Dans son essence, cette littérature beur se fonde sur des
affirmations à tournure négative (je ne suis pas votre objet, je ne suis pas aphasique,
je ne suis pas un citoyen de second ordre) qui ne vont pas sans rappeler l'un des aspects
de la négritude qui consistait à renverser les termes d'un système logocentrique. Le
roman beur autobiographique projette le sujet dans une situation concrète de prise de
conscience. C'est pourquoi une littérature naturelle se révèle par là-même aussi un
acte pragmatique qui, en mémorialisant le passé mais surtout le présent dont elle fait
un lieu de mémoire [22], trace les enjeux
pour demain ; le texte [naturel] entretient une relation très étroite,
particulière et fondamentale avec la situation sociale et historique dans laquelle il a
été conçu et enfanté, car le bâtard "est plus engagé dans le temps." [23] A cet égard, son
écriture prospective doit être appréhendée comme mode de réponse aux conditions
particulières qui lui ont donné le jour et face auxquelles il profile la silhouette d'un
individu à venir, en construction, donc se situant encore à un moment de passage, de
transition. Un individu donc à venir et dont la biographie serait paradoxalement à lire
en palimpseste derrière celle qui nous est racontée.

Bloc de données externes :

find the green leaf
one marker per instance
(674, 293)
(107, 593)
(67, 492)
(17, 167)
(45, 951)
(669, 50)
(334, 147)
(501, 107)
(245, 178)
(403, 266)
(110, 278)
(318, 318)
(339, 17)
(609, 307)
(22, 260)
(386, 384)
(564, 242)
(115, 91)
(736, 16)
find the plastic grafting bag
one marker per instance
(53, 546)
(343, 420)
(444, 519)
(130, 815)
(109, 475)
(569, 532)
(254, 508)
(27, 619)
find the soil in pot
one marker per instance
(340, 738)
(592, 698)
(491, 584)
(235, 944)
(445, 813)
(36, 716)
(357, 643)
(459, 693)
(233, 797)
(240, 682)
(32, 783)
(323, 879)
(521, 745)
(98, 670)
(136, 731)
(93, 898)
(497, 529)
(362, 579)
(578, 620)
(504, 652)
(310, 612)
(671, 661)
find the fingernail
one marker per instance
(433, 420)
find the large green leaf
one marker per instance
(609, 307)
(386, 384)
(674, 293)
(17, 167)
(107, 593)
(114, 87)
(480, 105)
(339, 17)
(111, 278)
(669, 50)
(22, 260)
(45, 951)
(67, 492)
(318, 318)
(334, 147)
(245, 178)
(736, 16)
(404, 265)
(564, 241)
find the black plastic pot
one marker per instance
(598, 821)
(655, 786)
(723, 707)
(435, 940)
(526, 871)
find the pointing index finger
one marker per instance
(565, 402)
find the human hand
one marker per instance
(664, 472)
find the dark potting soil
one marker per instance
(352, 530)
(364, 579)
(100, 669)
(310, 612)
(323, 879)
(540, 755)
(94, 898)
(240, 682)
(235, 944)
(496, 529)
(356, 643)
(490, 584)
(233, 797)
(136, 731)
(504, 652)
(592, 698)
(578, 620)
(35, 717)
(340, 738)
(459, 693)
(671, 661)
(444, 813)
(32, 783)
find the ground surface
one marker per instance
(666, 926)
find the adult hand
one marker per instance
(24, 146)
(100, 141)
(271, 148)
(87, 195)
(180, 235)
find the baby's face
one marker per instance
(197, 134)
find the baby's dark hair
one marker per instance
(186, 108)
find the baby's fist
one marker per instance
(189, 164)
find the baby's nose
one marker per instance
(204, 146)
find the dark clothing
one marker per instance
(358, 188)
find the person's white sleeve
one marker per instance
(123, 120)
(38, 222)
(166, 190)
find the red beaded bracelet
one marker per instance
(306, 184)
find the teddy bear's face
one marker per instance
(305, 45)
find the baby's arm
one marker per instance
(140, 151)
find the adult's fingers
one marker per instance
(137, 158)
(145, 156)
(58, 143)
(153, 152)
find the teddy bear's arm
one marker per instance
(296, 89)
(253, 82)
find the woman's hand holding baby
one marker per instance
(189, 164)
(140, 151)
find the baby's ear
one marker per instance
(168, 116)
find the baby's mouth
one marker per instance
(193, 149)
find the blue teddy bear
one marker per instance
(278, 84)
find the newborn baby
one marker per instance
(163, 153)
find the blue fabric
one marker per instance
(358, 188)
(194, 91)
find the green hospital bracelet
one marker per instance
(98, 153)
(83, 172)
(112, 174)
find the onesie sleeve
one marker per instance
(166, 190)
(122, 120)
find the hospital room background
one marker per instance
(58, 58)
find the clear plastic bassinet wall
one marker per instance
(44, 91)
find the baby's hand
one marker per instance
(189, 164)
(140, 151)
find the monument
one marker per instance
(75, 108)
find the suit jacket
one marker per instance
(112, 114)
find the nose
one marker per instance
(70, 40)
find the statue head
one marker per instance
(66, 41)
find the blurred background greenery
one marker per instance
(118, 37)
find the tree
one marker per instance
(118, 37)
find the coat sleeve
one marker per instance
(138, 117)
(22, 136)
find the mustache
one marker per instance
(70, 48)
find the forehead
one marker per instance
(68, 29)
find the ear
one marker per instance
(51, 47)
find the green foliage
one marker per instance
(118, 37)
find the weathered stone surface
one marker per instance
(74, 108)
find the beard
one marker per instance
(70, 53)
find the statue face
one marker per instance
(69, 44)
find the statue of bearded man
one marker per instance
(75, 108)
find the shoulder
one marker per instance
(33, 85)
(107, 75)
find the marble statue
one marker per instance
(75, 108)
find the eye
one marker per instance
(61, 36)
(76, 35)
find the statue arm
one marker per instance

Il y aurait donc un récit de vie double, la vie du présent et celle
en devenir. Cela se présente comme un récit "en doublure", pourrait-on dire.
Reste bien sûr à savoir si cet individu, qui est la projection d'un désir réel, n'est
pas finalement l'expression d'un idéalisme et par conséquent une autre regénération
des mythes du "roman familial". Car, dans ce dernier, l'enfant trouvé/le
bâtard "n'échappe, [écrit Marthe Robert,] au déchirement qu'en se réfugiant dans
un monde plus docile à ses voeux, autrement dit en choisissant de rêver. C'est ainsi
qu'il en vient à se raconter des histoires, ou plutôt une histoire qui n'est rien d'autre en fait qu'un
arrangement tendancieux de la sienne, une fable biographique conçue tout exprès pour
expliquer l'inexplicable honte d'être mal né, mal loti, mal aimé" [24]. Cette question fera
l'objet également d'un autre travail. Il reste néanmoins que la littérature beur à ce
stade annonce un individu à venir, donc se situant dans le transitoire.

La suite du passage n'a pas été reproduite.